Choreography: Jerome Robbins
Music: J.S. Bach – Goldberg Variations
Context: A large-scale, plotless ballet set to Bach’s complete Goldberg Variations, structured as a series of solos, duets, and group dances. Robbins’s choreography mixes ballet and modern idioms, moving between restraint and play, elegance and experimentation.
Thinking Through Michel Foucault (1926-1984)’s Philosophy on the Art Essence
The Goldberg Variations is often seen as Robbins’s most ambitious philosophical ballet—a luminous exploration of form, variation, and style without narrative center. Through Foucault’s lens, this is not merely aesthetic experimentation—it is a choreography of epistemic dispersion, where subjectivity is decomposed into gestures, and the stage becomes a living archive of possible selves.

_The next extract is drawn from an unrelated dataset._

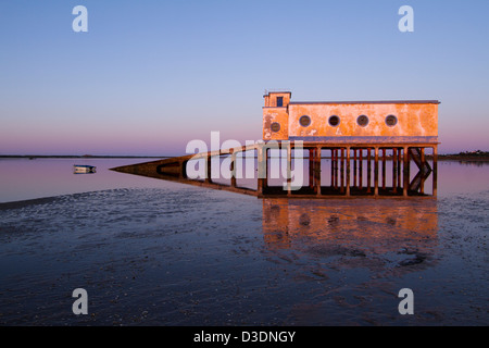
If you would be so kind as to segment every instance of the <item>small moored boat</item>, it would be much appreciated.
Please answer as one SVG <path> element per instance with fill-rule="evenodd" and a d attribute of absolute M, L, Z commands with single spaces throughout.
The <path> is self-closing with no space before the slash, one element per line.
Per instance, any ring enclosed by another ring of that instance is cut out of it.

Bach’s music is itself structured around an Aria and 30 Variations, a format that suggests repetition without return. Foucault would understand this as a performance of difference within constraint—a principle that mirrors his own archaeological method: to excavate not the origin, but the discontinuities, the non-linear shifts that structure knowledge, identity, and art.
Robbins’s choreography does not illustrate the music. It converses with it, staging a series of dancerly “entries” into the score. These are not characters—they are bodily responses, variations of motion, differences internal to the same. There is no “truth” of the dance, no singular subject to follow. Instead, we witness a field of distributed bodies, each enacting a gestural modulation of the same underlying form.
This aligns with Foucault’s notion of the disappearance of the author. Robbins does not offer a thesis about the music or a statement about humanity. He allows the structure itself—Bach’s formality, the dancers’ disciplined training, the stage’s geometries—to produce a choreography without confession, a multiplicity without center.
Moreover, the ballet’s refusal of narrative is crucial. As Foucault emphasized, modernity displaces the sovereign subject and replaces it with networks of discourse, procedures, and operations. In The Goldberg Variations, there is no storyline, no psychological interior, no teleology. There is only structure in flux, subjectivities in motion, a choreography of coexistence.
The dancers appear in various permutations—soloists, couples, ensembles—but none dominate. The ballet resists climax, and its only return is at the very end, when the Aria is restated. Yet this return is not resolution. It is echo, afterimage, resonance. Foucault would note that this final moment functions like the trace—not a conclusion, but a reminder that all systems of meaning are contingent, structured by what repeats and what differs.
Importantly, Robbins draws from both classical ballet and modern dance. This hybridity reflects the genealogical layering of technique. Every tendu, port de bras, or tilt of the torso is not just a gesture—it is a reference, a citation of embodied histories. The body becomes a palimpsest, revealing the historical sedimentation of aesthetics within the act of motion.
Foucault’s notion of the archive is operative here—not as a place of storage, but as a dynamic system of knowledge production. The Goldberg Variations performs the archive through dance: it unfolds not as preservation, but as variation-without-origin, meaning-without-authority, subjectivity-without-essence.
Thus, The Goldberg Variations is not simply formalism. It is a critical machine, a philosophical work that deconstructs the very premise of artistic interiority by dispersing the subject into a grid of movement, relation, and recurrence.
It is not a story.
It is a topological meditation on difference, danced across the architectures of tradition.